En surfant sur le net nombreux d'entre vous et c'est normal ne connaisse pas comment les images les informations se retrouve chez les géants
de l'internet.En fait c'est aussi simple qu'un copier-coller, sur les sites professionnels de l'info ils récupèrent les images et tous le reste et s'en font les auteurs sans reversé aucun droit. Leurs arguments tiennent en une seule logique Google rassemble l'ensemble des mots clés pour un article avec son moteur de recherche il est logique d'après eux qu'une partie soit récupérée "gratuitement" pour que les internautes trouvent attrayants et rapide leurs plateformes.Sur le concept nous ne sommes pas contre c'est le "sans rémunérations " en retour qui pose problème.
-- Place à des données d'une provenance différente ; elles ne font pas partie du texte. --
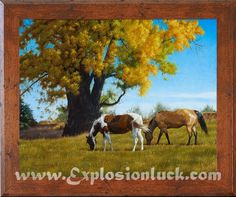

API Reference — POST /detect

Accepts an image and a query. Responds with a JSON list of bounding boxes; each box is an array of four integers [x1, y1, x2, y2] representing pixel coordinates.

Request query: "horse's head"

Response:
[[86, 117, 108, 150], [86, 136, 96, 150], [145, 132, 153, 145]]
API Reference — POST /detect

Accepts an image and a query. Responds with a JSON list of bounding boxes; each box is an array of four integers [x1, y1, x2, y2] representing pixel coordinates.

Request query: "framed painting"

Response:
[[0, 0, 236, 196]]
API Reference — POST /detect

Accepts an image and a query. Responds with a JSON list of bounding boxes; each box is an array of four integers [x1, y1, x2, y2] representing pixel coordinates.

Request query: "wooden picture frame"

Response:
[[0, 0, 236, 196]]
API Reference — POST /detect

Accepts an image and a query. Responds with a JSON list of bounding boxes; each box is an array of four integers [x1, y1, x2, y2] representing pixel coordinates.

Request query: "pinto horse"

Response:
[[86, 113, 149, 151], [145, 109, 208, 145]]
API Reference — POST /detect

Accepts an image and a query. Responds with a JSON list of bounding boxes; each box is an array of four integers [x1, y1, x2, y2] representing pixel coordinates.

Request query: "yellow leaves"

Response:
[[20, 20, 204, 101]]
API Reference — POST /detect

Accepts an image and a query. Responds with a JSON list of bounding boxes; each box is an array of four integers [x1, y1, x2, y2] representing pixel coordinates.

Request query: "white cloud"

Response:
[[149, 92, 217, 100]]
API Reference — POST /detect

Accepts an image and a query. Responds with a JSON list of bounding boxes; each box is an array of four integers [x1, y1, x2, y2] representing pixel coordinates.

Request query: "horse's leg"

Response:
[[108, 133, 113, 151], [192, 126, 197, 145], [157, 129, 163, 144], [187, 126, 192, 145], [132, 128, 138, 151], [103, 133, 107, 152], [105, 133, 113, 151], [138, 129, 143, 150], [165, 129, 170, 144]]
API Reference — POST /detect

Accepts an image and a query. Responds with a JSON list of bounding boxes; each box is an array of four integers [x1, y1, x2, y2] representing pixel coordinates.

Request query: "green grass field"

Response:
[[20, 120, 216, 175]]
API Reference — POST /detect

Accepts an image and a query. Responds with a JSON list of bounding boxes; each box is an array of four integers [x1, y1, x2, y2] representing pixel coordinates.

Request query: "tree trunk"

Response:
[[63, 72, 105, 136]]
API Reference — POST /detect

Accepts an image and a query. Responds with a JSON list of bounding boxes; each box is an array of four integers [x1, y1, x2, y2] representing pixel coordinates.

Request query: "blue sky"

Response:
[[21, 19, 217, 120]]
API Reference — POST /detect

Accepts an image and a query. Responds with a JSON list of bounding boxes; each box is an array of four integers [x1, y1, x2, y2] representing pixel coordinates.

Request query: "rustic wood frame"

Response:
[[0, 0, 236, 196]]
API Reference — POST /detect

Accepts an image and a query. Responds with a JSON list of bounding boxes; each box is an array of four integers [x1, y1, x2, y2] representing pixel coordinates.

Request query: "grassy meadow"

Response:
[[20, 120, 216, 175]]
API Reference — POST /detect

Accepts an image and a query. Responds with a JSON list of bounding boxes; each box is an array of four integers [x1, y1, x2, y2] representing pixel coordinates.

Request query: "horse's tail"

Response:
[[194, 110, 208, 134], [133, 121, 150, 133]]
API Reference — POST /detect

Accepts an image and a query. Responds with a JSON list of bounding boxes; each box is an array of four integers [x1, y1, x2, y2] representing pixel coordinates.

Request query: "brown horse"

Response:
[[145, 109, 208, 145], [87, 113, 148, 151]]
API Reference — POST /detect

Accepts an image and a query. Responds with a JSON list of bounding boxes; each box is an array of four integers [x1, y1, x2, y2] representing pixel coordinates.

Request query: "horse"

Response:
[[145, 109, 208, 145], [86, 113, 149, 151]]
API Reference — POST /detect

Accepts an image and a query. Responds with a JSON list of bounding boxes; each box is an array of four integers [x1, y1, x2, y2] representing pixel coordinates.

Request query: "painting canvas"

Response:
[[17, 19, 219, 184]]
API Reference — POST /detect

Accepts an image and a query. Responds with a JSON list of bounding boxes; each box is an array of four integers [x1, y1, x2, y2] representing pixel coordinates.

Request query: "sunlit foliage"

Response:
[[20, 20, 204, 101]]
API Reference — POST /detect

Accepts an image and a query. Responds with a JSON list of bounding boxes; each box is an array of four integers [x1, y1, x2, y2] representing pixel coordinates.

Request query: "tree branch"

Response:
[[20, 73, 48, 96], [100, 89, 126, 107]]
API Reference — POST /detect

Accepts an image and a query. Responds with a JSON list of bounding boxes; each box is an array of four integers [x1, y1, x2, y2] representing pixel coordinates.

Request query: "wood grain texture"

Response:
[[3, 6, 19, 195], [0, 0, 236, 196], [0, 2, 5, 194], [2, 0, 234, 5], [231, 1, 236, 196]]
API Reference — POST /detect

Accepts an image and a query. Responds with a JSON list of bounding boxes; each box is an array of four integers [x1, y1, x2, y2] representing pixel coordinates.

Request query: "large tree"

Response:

gafaUne vingtaine de patrons d’agences de presse, dont celui de l’Agence-France-Presse (AFP), ont cosigné ce 4 septembre une tribune en faveur de l’instauration de « droits voisins » qui contraindraient les géants du Net, comme Google et Facebook, à contribuer au financement de la presse. Les députés européens doivent se prononcer sur cette directive controversée le 12 septembre prochain.

 

Début juillet, le Parlement européen avait déjà rejeté cette directive du droit d’auteur initiée en 2016, ardemment défendue par les créateurs, les artistes et les éditeurs de presse, qui prévoyait la création d’un tel droit, notamment dans son article 11. Il devait permettre aux médias qui s’estiment pillés de leurs contenus par les agrégateurs d’informations, comme Google News, de se faire rémunérer pour une réutilisation en ligne, même partielle, de leur production.

L’article 13 devait quant à lui reconnaître la responsabilité des géants du Web en matière de rémunération des créateurs. Les plateformes telles que Youtube, Vimeo ou les réseaux sociaux comme Facebook, auraient ainsi l’obligation de négocier des accords de licence avec les artistes.
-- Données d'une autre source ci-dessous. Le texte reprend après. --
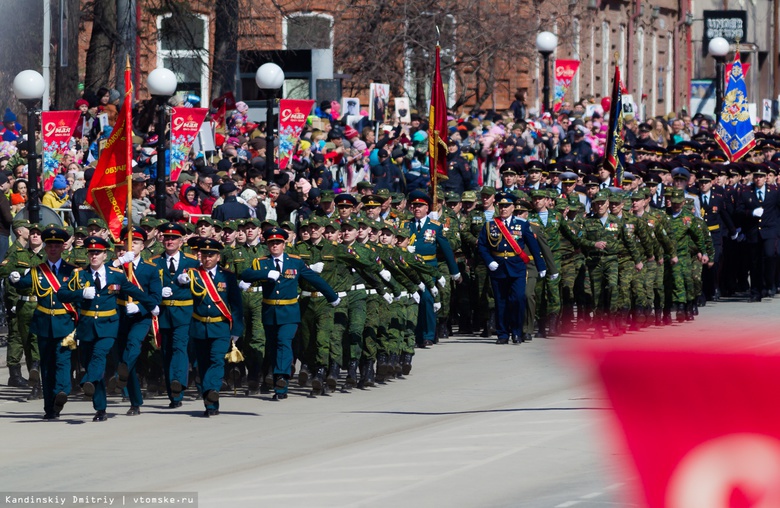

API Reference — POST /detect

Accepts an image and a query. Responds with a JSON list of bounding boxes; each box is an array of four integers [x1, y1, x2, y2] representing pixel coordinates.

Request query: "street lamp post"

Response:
[[146, 67, 178, 219], [536, 32, 558, 112], [255, 62, 284, 179], [707, 37, 729, 125], [14, 70, 46, 223]]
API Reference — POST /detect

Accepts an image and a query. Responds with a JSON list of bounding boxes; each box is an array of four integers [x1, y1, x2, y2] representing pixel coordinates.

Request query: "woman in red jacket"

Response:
[[173, 185, 200, 224]]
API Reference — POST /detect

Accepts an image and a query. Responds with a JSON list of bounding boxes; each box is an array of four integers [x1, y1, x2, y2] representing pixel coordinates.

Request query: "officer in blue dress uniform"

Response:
[[8, 227, 76, 420], [176, 238, 244, 418], [241, 227, 341, 400], [57, 236, 156, 422], [477, 193, 547, 344], [149, 222, 200, 409], [401, 191, 461, 348], [114, 226, 162, 416]]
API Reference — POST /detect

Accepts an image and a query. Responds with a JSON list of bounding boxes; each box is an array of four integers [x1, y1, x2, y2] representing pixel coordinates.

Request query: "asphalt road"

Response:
[[0, 300, 780, 508]]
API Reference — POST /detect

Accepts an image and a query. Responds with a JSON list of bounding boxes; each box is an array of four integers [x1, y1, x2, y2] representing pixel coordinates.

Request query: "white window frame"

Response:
[[156, 12, 211, 105], [282, 12, 334, 49]]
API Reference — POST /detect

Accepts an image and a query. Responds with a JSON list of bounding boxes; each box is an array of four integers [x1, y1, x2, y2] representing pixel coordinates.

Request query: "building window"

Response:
[[157, 14, 209, 104]]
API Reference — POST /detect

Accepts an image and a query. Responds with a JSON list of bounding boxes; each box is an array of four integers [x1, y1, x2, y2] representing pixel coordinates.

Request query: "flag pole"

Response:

Mais sur les 627 eurodéputés présents dans l’hémicycle, 318 s’étaient prononcés contre le texte, 278 pour et 31 se sont abstenus. Le texte doit donc à nouveau être soumis à un autre vote lors de la session plénière du 12 septembre.

(…)

Pour peser sur le vote des Européens, les géants comme Google et Facebook – les fameux Gafa -, se seraient lancés dans une campagne de lobbying sans précédent, à coups de spamming des députés européens, de bots sur les réseaux sociaux et d’alliances avec les libertaires du web. Pour faire court, ils estiment que cette disposition porterait atteindre à la liberté d’expression et nuirait au principe de gratuité du Net pour le consommateur.